Many young millennial customers are shying away from credit cards as they have witnessed the consequences of recession and grew weary of buying stuff with money they don’t actually have. Fashion retailers took notice so they partnered with financial and tech startups to offer a solution to make it easier to facilitate credit and so they came up with Interest Free Payments (IFC).
Interest Free Credit (IFC) is “where a customer makes a purchase via a credit agreement and pays no interest on that loan for a fixed period of time. Giving someone the option to pay in fixed monthly installments at no extra cost”.
It might seem a good advantage for customers but fashion retailers are benefiting as well, according to a research made by Ikano bank (a company affiliated to IKEA) they found that 40% of customers make their decision to purchase based upon if IFC is offered. Not just that, they also found that customers spend three times the amount of those not purchasing using IFC. But I have to warn you interest charges by some providers will have to be paid after a period of time, so still, as a customer, you will have to be cautious and do calculations to make sure you pay on time before the interest is charged on your purchase.

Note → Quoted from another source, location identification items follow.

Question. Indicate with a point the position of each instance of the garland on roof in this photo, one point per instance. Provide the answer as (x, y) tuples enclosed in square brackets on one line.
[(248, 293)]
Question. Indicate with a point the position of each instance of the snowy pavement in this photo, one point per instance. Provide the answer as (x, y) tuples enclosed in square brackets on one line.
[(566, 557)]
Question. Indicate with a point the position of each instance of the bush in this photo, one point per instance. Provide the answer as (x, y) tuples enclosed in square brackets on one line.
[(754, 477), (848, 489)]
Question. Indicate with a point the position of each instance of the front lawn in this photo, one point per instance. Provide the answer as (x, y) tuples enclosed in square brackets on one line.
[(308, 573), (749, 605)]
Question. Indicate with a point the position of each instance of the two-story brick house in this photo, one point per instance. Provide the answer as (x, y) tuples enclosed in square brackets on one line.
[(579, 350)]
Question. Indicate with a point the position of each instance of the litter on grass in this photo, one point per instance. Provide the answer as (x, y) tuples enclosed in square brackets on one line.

Interest Free Payment Providers
Looking at the emergence of this new payment model, it reminded me of the old way of purchasing that used to take place and still do to this day by many in Jordan, which is called “registering at the notebook” this is when you buy, let’s say from the supermarket or an apparel shop and pay later at zero interest, but this can happen only if the shop owner knows you and trusts you enough to sell you without receiving his payment immediately, but the free interest providers I mentioned earlier did it better, as the retailers are ensured to receive their payment, on the other hand, this might be a good way to encourage millennials to buy on credit again.